Problem solved, at least in his mind.
I don’t know what it is about that kid and accessories. At story time, he runs to get his glasses. He doesn’t need glasses, it’s just that he sees us all in glasses whenever we read, and he wants to fit in. He pulled this pair out of a countertop basket at a store, instantly in love with them because of their natty striping. He wouldn’t take them off no matter how elaborately I cajoled, so I had to buy them, then remove the magnifying lens from them so he wouldn’t look like such a bug. And, unlike the rest of us, he always knows where his glasses are.
You should see him at bedtime. Mark and I will be sitting in front of the TV, deeply involved in some murder-mystery show or troubling financial report, and he’ll burst into the room buck-naked except for a pale yellow hoodie-towel-capelike thing. And we don’t dare laugh, either, because he is quite seriously hollering “I Superboy! I save daaaay!” Then he’ll grab an antique drum or 100-year-old pull-toy duck that I have lying around as decorative accents and become even more entertaining.
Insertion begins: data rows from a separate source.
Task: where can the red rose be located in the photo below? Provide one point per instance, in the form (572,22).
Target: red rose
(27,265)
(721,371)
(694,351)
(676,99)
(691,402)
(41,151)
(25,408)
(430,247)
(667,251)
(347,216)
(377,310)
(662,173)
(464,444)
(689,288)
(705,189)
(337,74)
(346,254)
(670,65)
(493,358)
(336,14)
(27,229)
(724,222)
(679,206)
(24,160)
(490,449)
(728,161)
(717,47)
Skippy does everything to the fullest. Because the Masters golf tournament was on last week, Mark decided to introduce him to the game of golf. We got him a little plastic set of clubs and, first time out, he whacked that ball with such force it hit the house. But here’s the thing — he took two practice swings first. What two-year-old does that? And where did he learn it? From the TV he’s not allowed to watch?
I must say that whether he’s carrying a purse, dressed as a super hero with a pull-toy or ominously warming up with golf clubs in the backyard, I love that little guy. I really, really do.